Who knows if the Babri Masjid could have been demolished had there been hundreds of cameras to monitor the kar-sevaks?

Sure, there are ugly distortions in this relentless news coverage. For example, the harsh reality is that rural India loses out in a major way to the metropolis in the news business today.

But also look at it in another way. In the Doordarshan era, the Latur earthquake was not getting covered effectively because the media was technologically handicapped.

In the satellite era, the Gujarat earthquake became a national calamity within a matter of   hours because of the relentless television coverage, while the tsunami saw an international outpouring of grief after the images were beamed across the world within moments.

Modern technology, in that sense, has truly made us a ‘global village’ and simply changed the rules of the communication business.

Satellite television was only the first step, and already seems ancient. Digital technology will further reduce the distance between journalist and viewer.

Mobile television offers the potential of instant video to the consumer on the move, while new online technologies now offer video on demand and the vision of a world which is in the palm of one’s hand.

Blog sites make instant edit page writers of just about anyone, while the expanding notion of citizen journalism, even  if gimmicky at times, provides a reader/viewer a chance to be a ‘participant’ in the journalistic process.

In a sense, it is an exciting new world that awaits all of us. More news channels, more niche channels, more newspapers, more tabloids, more websites, more blog sites.

 Not all of them will succeed in a market-driven environment, but they, at least in a theoretical sense, do provide the viewer/reader with far greater choice than they could have ever imagined.
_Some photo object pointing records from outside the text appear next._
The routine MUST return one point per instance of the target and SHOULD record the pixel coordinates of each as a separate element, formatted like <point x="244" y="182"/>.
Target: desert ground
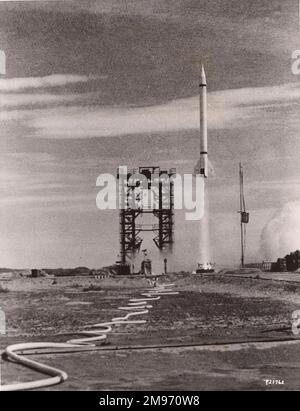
<point x="225" y="331"/>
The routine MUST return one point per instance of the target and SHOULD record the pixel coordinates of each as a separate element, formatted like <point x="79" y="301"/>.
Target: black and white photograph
<point x="150" y="198"/>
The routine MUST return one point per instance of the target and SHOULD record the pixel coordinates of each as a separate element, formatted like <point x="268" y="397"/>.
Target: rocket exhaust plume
<point x="281" y="235"/>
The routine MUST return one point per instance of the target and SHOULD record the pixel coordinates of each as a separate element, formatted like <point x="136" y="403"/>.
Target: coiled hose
<point x="16" y="352"/>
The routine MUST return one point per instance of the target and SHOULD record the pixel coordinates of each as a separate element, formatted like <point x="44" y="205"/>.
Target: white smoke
<point x="281" y="235"/>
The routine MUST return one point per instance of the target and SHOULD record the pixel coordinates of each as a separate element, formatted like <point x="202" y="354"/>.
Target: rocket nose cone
<point x="203" y="76"/>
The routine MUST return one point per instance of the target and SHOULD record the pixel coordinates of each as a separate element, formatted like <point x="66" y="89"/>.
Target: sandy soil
<point x="208" y="309"/>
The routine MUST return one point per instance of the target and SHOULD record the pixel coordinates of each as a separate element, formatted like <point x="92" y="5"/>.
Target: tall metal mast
<point x="244" y="216"/>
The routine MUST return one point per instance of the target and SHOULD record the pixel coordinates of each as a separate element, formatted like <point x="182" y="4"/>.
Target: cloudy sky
<point x="92" y="85"/>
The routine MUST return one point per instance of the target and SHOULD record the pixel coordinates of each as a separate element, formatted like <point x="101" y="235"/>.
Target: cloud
<point x="227" y="109"/>
<point x="54" y="80"/>
<point x="11" y="100"/>
<point x="281" y="235"/>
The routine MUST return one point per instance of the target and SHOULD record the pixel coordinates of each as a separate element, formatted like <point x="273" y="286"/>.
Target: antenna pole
<point x="242" y="210"/>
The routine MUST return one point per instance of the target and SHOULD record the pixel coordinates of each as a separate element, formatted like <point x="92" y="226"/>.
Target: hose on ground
<point x="96" y="332"/>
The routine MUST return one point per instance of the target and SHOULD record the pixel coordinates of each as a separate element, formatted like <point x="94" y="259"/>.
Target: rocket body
<point x="203" y="126"/>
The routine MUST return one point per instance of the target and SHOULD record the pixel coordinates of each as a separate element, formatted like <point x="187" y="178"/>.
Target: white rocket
<point x="203" y="126"/>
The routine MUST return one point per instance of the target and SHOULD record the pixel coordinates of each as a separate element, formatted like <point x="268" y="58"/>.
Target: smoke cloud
<point x="281" y="235"/>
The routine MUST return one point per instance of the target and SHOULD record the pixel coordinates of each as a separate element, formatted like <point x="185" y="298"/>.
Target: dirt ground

Sure, there is the real danger that in the guise of greater choice, we will be fed an endless diet of crap, of journalism that simply caters to the lowest common denominator.  

And yet, one hopes that while the Rakhee Sawants will be a part of this news whirl, so will gripping news stories of caste discrimnation, AIDS awareness and political malpractice.

The real choice is not with the viewer with the remote or the reader who is deciding on his news bill each month, or even the marketing man with a constant eye on the ratings.

The real choice is with the editors. What kind of journalism do they really believe in, and do they want to act in the public interest?

The decision on whether to make Gurjar violence or Sawant the prime time lead is theirs. The future of journalism, in that  sense, is still in the hands of journalists. 
Rajdeep Sardesai is Editor-in-Chief, CNN-IBN.